When Malcolm says of Macbeth’s grief after the discovery of the murdered Duncan, “To show an unfelt sorrow is an office/Which the false man does easy,” it is in contravention to the late king’s lament on the execution of the traitorous Cawdor that “There’s no art/ To find the mind’s construction in the face.” No art, perhaps, but Malcolm has the instinct for it, and it was when he said it that I understood what Kenneth Branagh might be getting at in his MACBETH, which he co-directs (with Rob Ashford) and stars in at the Park Avenue Armory. It keyed me into that, but also into what was not always satisfying about an admittedly thrilling experience.
The mustering of the audience into clans, the blasted heath they cross to reach their seats, the sight, once there, of other clans being led by torchbearers over the expanse, the peaty surface of the playing area, in which footprints and drag marks are actually left, are all quite something. The three witches flit about the stage a little too often, and the whole thing is a little theme-parkish, but why, really, resist? The acting is predictably solid overall; the standouts for me were the moment when Alex Kingston, as Lady Macbeth, draws a circle in the soil and summons the spirits to fill her “with direst cruelty,” and, from his first to last word, Richard Coyle’s vigorous realization of Macduff. But the heart of MACBETH is Macbeth, and it is to see Branagh in the role that so many are making their way to the armory. Even with the reservations I am about to express, they should keep heading there. Branagh’s performance is a double-edged sword that we see before us: revelatory of what might be amiss with Macbeth the character, but also with Branagh the actor.
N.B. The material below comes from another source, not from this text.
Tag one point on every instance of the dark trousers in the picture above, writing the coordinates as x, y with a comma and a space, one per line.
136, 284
Branagh is compelling when Macbeth is lying and dissembling, impossible not to look at even amid the spectacle of the production. But when Macbeth has to confront the deepest truths about himself, be they moral faults, existential fears, or emotional needs, he seems to be looking for something he cannot find. He tries desperately to approach the emotion, but reaches it only partly; the “tomorrow and tomorrow and tomorrow” soliloquy, was, at least on the night I saw it, downright halting. Nor did I believe his relationship with Lady Macbeth, even on the level of sexual desire, which he plays up, perhaps to compensate for the emotional deficit. The real fear that Macbeth experiences at the appearance of Banquo’s ghost was not there either. This could, interestingly and credibly, be construed as a view of the character: Macbeth as a man of profound insincerity in ordinary life but of thorough conviction in a world of prevarication and false emotion.
Macduff’s words, which stand out in the staging, give warrant to such an approach, but it meshes – or did at the showing I attended – a little too easily with Branagh’s own shortcomings. There is a long history of anti-theatrical discourse that condemns the stage as a place of falsehood and impersonation, and it is the allure of pretense, and of making others believe it, that attracts a certain personality to the theater. It is obvious that Branagh, a vital figure in Shakespearean filmmaking (especially), loves to act; judging by the zeal with which he feigns and dissembles in MACBETH, he would make a fine Richard III. He gravitates with brilliance to those scenes in which Macbeth himself is, for all intents and purposes, acting. But in those moments when Macbeth is called upon to stop acting and face the reality before him, it seems to go against Branagh’s deepest nature to comply. It is as though his acting has gotten in the way of his acting. He is an actor to the core, and that, at least, is something to see.